Do the people being displaced get compensation? A few do, and most do not, as many slum-dwellers are illegal occupants and unable to prove long-term residence on the land; hence, they remain unable to claim right to compensation. 

Every few years, slum-dwellers must move with their belongings to the margins of the city, or wherever they can find a space to live. These dispossessions -- whatever the form of it, are done to favour higher order land use (such as condominiums, private office spaces, hotel, restaurants, shopping centres). 

Urbanization plays a dual role for capitalism: It absorbs the surplus capital as sites of production and it also generates sites of realization of expensive commodities, eg, luxury housing complexes. 
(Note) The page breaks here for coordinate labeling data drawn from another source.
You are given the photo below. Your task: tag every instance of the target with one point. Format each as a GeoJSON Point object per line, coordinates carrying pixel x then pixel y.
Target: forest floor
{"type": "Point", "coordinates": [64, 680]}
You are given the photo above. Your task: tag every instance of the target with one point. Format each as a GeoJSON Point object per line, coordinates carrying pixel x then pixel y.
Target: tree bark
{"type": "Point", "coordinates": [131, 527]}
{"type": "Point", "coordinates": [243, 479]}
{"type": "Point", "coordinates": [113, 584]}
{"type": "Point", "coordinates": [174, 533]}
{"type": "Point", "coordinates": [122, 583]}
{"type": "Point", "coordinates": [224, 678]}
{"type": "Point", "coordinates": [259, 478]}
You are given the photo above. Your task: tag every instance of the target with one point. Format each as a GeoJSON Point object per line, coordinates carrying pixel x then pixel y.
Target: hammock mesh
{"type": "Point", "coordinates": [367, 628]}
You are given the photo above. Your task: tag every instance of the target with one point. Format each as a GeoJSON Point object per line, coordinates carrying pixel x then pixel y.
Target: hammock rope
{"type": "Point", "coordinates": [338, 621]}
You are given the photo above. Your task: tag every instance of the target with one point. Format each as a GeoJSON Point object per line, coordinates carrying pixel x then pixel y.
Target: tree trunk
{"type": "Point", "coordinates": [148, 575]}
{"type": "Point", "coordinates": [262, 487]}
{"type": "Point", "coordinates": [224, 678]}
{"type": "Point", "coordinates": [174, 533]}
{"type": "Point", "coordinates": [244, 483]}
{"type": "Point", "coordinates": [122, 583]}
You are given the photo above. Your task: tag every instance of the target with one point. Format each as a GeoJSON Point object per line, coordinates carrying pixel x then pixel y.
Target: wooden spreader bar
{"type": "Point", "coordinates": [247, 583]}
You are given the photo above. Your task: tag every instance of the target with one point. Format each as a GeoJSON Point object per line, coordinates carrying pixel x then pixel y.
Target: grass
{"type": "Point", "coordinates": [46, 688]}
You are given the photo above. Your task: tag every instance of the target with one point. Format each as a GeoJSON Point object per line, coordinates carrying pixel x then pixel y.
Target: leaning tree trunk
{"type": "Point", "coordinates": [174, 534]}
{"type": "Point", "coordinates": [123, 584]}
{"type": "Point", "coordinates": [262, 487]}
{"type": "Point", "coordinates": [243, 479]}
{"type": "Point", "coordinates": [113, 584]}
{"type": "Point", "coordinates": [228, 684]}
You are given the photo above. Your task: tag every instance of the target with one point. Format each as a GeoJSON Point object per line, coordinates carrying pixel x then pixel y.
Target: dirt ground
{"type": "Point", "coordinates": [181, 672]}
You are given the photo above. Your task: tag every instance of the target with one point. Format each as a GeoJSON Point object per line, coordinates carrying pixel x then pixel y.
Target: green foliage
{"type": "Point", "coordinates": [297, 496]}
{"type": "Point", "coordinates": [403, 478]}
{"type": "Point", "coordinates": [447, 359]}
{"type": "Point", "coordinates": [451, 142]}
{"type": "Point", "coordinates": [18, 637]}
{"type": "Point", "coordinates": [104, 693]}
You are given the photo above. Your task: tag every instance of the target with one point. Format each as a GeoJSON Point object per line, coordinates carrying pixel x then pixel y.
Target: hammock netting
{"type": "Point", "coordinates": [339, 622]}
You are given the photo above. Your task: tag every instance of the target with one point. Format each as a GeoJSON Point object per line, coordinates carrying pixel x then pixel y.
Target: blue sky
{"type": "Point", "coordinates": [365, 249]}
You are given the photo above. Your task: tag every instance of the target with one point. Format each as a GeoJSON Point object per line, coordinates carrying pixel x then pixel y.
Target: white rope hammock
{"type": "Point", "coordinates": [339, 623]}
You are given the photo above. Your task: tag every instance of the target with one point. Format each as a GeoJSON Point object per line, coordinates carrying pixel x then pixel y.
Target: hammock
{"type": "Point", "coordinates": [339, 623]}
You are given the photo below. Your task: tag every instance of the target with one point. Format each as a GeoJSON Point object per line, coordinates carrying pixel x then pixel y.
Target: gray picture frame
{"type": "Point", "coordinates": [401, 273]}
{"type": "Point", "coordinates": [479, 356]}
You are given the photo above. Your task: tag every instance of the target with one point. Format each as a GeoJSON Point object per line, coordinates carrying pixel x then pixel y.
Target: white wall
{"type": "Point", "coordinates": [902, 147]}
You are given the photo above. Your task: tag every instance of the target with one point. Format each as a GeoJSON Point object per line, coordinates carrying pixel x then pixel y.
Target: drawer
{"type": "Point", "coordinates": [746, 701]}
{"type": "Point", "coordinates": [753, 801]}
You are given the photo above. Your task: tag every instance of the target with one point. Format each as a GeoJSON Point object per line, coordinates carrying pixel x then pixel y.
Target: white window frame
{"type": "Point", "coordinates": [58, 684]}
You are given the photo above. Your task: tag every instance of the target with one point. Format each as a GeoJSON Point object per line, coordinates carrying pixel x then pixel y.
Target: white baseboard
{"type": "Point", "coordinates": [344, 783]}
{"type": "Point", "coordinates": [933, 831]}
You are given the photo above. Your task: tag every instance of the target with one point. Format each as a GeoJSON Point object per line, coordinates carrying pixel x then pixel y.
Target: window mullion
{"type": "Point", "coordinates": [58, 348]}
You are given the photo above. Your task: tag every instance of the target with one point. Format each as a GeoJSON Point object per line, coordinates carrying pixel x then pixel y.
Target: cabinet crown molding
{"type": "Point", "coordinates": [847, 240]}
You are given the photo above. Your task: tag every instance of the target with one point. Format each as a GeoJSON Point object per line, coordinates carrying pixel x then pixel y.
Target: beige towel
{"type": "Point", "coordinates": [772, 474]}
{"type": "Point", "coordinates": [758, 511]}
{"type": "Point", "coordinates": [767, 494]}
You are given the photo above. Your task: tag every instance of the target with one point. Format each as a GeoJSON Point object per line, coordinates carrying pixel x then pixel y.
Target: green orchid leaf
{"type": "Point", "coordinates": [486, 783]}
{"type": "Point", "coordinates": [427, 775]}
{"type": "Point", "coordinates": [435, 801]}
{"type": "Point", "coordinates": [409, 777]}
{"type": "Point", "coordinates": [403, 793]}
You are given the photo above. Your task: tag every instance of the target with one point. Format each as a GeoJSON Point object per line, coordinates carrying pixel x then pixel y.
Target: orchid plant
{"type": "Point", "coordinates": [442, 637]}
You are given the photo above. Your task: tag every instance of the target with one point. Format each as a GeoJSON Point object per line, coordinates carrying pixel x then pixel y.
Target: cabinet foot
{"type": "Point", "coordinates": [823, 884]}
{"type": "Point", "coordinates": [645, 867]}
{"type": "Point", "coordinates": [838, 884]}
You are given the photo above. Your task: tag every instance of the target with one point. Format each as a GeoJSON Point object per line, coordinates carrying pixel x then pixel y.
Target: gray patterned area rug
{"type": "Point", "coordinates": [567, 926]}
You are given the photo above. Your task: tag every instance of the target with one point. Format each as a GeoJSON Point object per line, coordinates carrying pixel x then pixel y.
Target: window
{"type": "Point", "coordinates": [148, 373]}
As the investments and surpluses have grown big; cities and capitalism as a production system expanded geographically, ensuing a process of creative destruction -- urban remodelling and transfer of control of urban locales from working-classes to the rich.

Possibilities of rebel cities

A process of dispossession entails that the urban masses are stripped of any right to the city. Periodically, this process of creative destruction has ended in revolt -- for instance, the working-class protests of 1871 in Paris and of the 1960s in the US. 

In the current historical conjuncture, the main obstacle in making a city equal for all is the private control over the “surplus” professed by neoliberalism and consumerism. Therefore, we all must converge on the singular aim of gaining greater control over the uses of surplus and over the conditions of its production. 

David Harvey in the book Rebel Cities: From the Right to the City to the Urban Revolution proposed that we must create urban commons and de-commodify public goods such as education, health care, housing, and the like. Against the capitalist onslaught, we should self-organize and work towards ensuring common societal benefit, ie, non-commodified commons. 

We can take a lead from the recent egalitarian experiments that the Covid-19 pandemic has forced us to adopt, though for a limited time. During this global crisis, we experimented with alternative systems of resource distribution, such as free supply of basic foods to the poorer groups through volunteers. 

Many facilitated a process through which agricultural products reached from the farmers to the consumers devoid of any middlemen, there were platforms for free medical consultation via digital mediums, and so on. 

We should all join in to continue this form of solidarity in the future. This expectation is not utopian. We have seen signs of a new society. In realizing a new world, we must analyze cities as class phenomena, and centre of anti-capitalist resistance. 

Mohammad Tareq Hasan is an anthropologist and teaches at the University of Dhaka. This piece is written for the series: Contemporary City Dynamics.